Much writing about labour movements has addressed their role in the revolutionary, or quasi-revolutionary events, of 1917-20 across Europe. Unsurprisingly, it is in the Russian case that the labour movement in its Petrograd stronghold plays the most clearly revolutionary role. Elsewhere, labour movements were frequently divided, and trade unionists often committed to preserving order. The enduring split between the social-democratic and communist left in much of Europe was chiefly a product of the war, and the convulsions of the immediate post-war period.[29] The biennio rosso saw the Italian labour movement divided; the formal split within the SPD in Germany embodied the ideological fissures wrought by total war. In Austria-Hungary, divisions between leaders and rank and file were overlaid with national differences that were exacerbated by the stresses of war. In Germany, the trade union movement was chiefly concerned in early 1918 with extending and building upon the gains of wartime, particularly the eight-hour day and collective bargaining. The failings of the majority SPD and of trade unionism in Germany have been much canvassed, particularly the willingness to strike a deal with industry in 1918, which has been criticised as a concession to capital that fatally weakened the fledgling republic.[30] Historians come to differing conclusions in the German, and other cases, about the scope for alternative outcomes, usually due to contrasting readings of the coherence of the revolutionary forces and the power of the political right.


Relative neglect of the history of labour movements in the war in recent years leaves the subject ripe for revival. There are signs of important, more culturally informed, work emerging that focuses upon the discursive context within which labour movements crafted their political practices. Comparative and transnational perspectives have long been present in writing about labour movements, but there is welcome evidence of a renewed interest in the networks of support, such as donations to strikers abroad, that characterised the pre-war international labour movement, and recurred in efforts to bring the war to an end, as well as to imagine and create a newly democratic international order in its aftermath.

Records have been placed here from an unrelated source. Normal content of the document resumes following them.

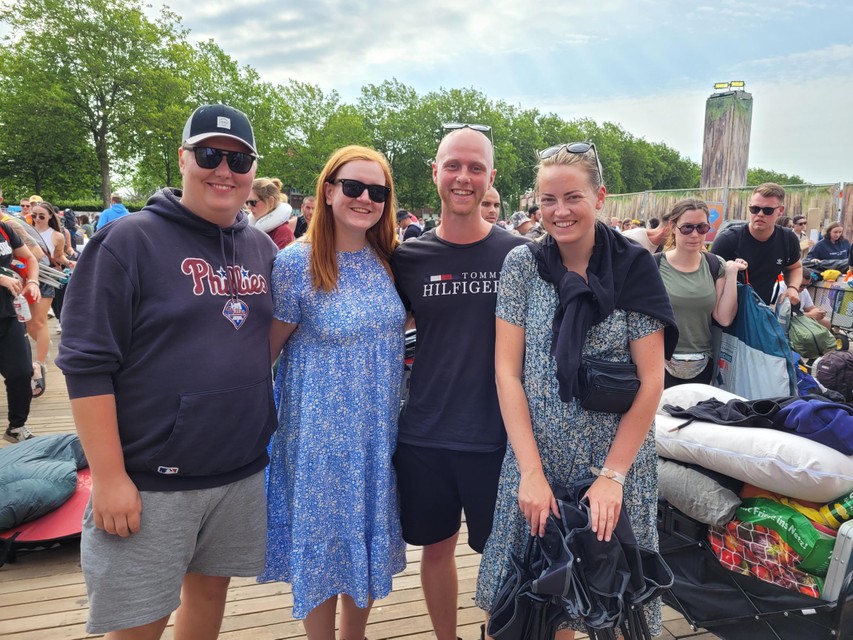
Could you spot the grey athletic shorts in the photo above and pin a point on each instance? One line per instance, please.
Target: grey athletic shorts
(136, 580)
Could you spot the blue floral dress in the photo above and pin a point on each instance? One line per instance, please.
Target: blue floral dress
(333, 513)
(570, 439)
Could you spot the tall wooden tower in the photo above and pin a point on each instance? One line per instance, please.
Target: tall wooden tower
(728, 124)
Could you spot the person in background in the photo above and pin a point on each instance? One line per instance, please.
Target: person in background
(701, 287)
(807, 305)
(269, 210)
(490, 207)
(583, 291)
(46, 223)
(115, 211)
(833, 246)
(536, 231)
(87, 226)
(299, 225)
(769, 250)
(652, 239)
(406, 228)
(15, 357)
(334, 524)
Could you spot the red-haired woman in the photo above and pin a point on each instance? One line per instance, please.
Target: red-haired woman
(334, 525)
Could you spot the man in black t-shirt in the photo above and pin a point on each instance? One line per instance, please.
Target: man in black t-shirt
(767, 248)
(451, 436)
(16, 364)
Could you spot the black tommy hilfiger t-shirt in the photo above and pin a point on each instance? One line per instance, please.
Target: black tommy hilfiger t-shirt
(451, 290)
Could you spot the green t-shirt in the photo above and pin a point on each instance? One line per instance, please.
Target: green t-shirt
(693, 296)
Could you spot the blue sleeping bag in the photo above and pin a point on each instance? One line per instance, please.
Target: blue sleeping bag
(37, 476)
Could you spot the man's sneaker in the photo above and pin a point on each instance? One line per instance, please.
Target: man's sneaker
(18, 434)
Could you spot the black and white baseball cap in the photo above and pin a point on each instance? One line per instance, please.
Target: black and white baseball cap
(211, 120)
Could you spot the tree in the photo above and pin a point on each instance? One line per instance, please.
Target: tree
(756, 176)
(103, 54)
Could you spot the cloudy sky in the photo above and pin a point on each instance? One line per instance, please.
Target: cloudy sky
(648, 65)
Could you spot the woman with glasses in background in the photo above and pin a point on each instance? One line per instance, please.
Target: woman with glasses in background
(269, 210)
(333, 517)
(52, 243)
(701, 287)
(584, 291)
(833, 246)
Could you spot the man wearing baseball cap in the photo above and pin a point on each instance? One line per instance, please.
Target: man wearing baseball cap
(166, 359)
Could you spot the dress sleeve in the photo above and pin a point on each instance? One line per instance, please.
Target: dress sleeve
(512, 292)
(290, 273)
(640, 325)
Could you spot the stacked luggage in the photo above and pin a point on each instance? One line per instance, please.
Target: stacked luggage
(756, 522)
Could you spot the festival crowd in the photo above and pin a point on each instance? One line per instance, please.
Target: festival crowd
(235, 370)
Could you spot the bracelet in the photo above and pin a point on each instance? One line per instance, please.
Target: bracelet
(610, 474)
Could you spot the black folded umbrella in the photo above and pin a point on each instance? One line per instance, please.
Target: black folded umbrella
(569, 574)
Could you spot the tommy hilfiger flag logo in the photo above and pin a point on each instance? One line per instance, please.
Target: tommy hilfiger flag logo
(442, 277)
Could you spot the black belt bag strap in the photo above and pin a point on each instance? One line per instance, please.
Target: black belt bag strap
(607, 386)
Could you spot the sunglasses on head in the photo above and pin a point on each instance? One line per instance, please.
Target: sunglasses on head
(354, 188)
(210, 158)
(578, 148)
(686, 229)
(767, 211)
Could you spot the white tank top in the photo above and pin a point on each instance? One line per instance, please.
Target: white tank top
(47, 236)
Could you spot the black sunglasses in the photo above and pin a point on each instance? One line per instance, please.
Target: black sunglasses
(210, 158)
(354, 188)
(767, 211)
(579, 148)
(687, 229)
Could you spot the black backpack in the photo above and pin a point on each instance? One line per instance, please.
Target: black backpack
(835, 371)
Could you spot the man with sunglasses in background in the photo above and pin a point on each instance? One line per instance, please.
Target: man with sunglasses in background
(767, 248)
(451, 436)
(116, 211)
(166, 358)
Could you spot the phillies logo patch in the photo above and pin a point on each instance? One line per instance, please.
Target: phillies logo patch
(216, 282)
(236, 311)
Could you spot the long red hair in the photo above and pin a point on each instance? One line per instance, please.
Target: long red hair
(321, 232)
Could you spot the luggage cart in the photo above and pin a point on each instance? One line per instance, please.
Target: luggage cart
(742, 607)
(836, 298)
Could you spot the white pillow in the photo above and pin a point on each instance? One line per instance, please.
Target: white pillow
(768, 458)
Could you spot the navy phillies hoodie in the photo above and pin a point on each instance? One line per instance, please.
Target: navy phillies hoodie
(171, 314)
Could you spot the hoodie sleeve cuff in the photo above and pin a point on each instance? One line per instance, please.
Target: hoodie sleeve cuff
(84, 386)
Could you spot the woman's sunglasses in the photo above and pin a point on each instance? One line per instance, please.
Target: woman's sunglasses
(579, 148)
(354, 188)
(210, 158)
(687, 229)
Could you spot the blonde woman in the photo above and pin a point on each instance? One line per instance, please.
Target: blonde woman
(269, 210)
(334, 526)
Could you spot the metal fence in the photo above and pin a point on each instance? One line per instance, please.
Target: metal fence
(821, 203)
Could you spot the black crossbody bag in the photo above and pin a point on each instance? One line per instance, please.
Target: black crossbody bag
(607, 386)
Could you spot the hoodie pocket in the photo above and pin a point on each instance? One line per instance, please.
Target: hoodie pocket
(218, 431)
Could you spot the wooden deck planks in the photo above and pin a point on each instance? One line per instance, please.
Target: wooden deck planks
(43, 596)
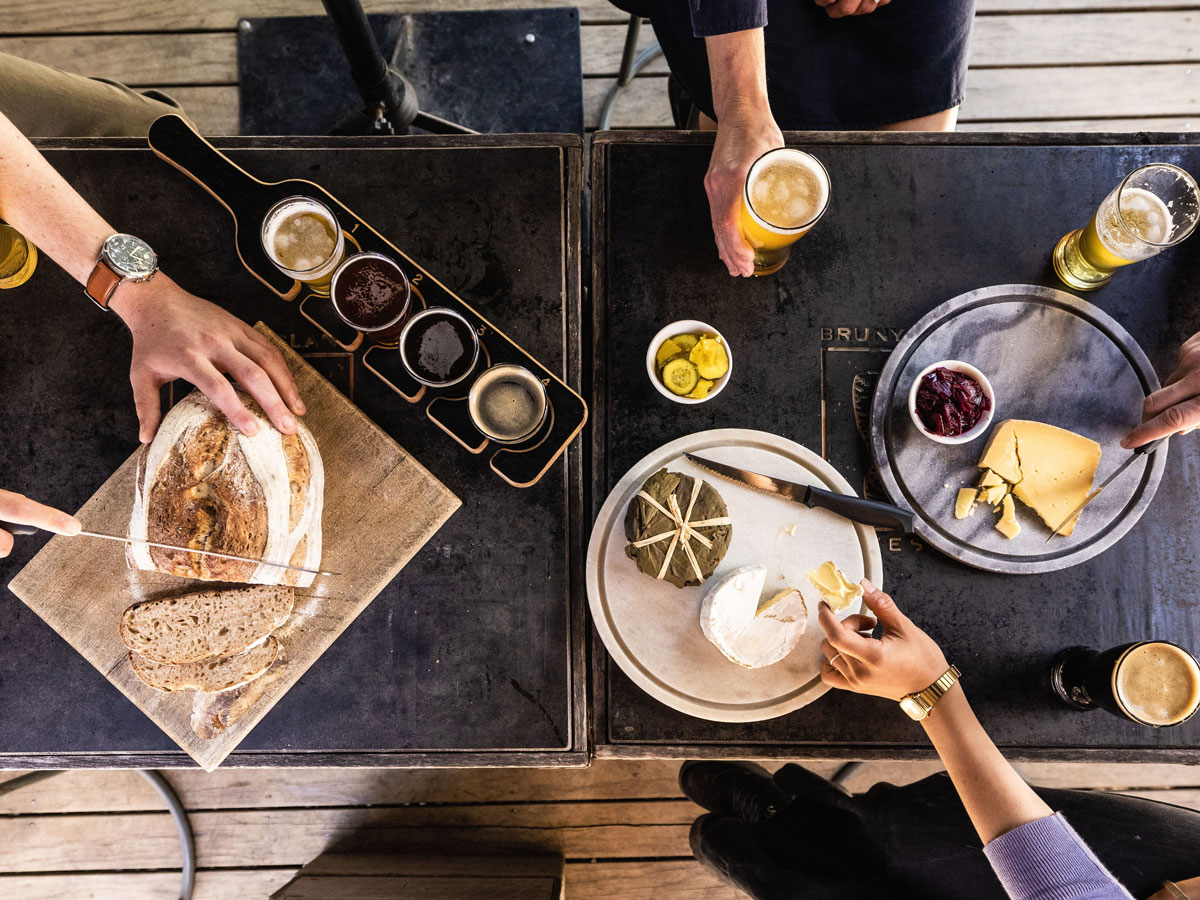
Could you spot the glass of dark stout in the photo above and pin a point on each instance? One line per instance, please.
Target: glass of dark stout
(1153, 683)
(438, 347)
(371, 293)
(508, 403)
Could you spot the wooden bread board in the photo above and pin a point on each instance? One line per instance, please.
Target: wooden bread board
(381, 507)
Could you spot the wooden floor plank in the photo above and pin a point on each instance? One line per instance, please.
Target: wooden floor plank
(661, 880)
(205, 58)
(244, 838)
(36, 17)
(223, 885)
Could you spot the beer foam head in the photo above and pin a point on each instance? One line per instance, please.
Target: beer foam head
(1158, 683)
(786, 190)
(301, 235)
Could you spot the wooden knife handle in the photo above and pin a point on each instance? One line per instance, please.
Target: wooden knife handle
(858, 510)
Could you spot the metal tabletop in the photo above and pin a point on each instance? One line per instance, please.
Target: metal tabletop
(474, 654)
(913, 221)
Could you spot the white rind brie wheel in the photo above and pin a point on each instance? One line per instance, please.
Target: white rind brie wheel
(747, 628)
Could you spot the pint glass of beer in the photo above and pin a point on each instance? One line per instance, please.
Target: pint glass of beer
(18, 257)
(1152, 209)
(1153, 683)
(786, 192)
(303, 238)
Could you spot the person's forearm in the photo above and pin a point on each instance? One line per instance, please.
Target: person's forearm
(37, 202)
(737, 65)
(996, 798)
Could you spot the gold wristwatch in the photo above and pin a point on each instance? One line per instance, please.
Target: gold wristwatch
(921, 703)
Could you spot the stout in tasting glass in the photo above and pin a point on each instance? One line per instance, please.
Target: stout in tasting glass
(303, 238)
(1153, 683)
(786, 192)
(1155, 208)
(371, 293)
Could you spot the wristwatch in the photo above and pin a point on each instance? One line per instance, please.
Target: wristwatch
(919, 705)
(123, 258)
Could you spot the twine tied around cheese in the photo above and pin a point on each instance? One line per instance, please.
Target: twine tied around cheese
(684, 531)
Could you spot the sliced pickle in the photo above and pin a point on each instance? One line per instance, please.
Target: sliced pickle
(685, 342)
(712, 361)
(669, 351)
(679, 376)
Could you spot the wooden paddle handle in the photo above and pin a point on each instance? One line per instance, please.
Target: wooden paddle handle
(178, 143)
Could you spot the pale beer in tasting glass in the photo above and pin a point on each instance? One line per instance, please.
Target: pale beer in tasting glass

The legacy of the war years for labour movements was profound and contradictory. Whereas reformists took inspiration from the regulated capitalism of the war, more radical currents felt bolstered in their critique of the capitalist state and their faith in revolution. Many labour movements were divided by the war, aiding the reassertion and remaking of the established order in the immediate post-war years. While this fraught legacy is well established in the literature, here too our understanding remains impoverished, not least about the cultural history of work, and of how workers imagined and understood the political and its possibilities. Comparative work on capital cities has shown the potential for reinvigorating the subject, but much remains to be done.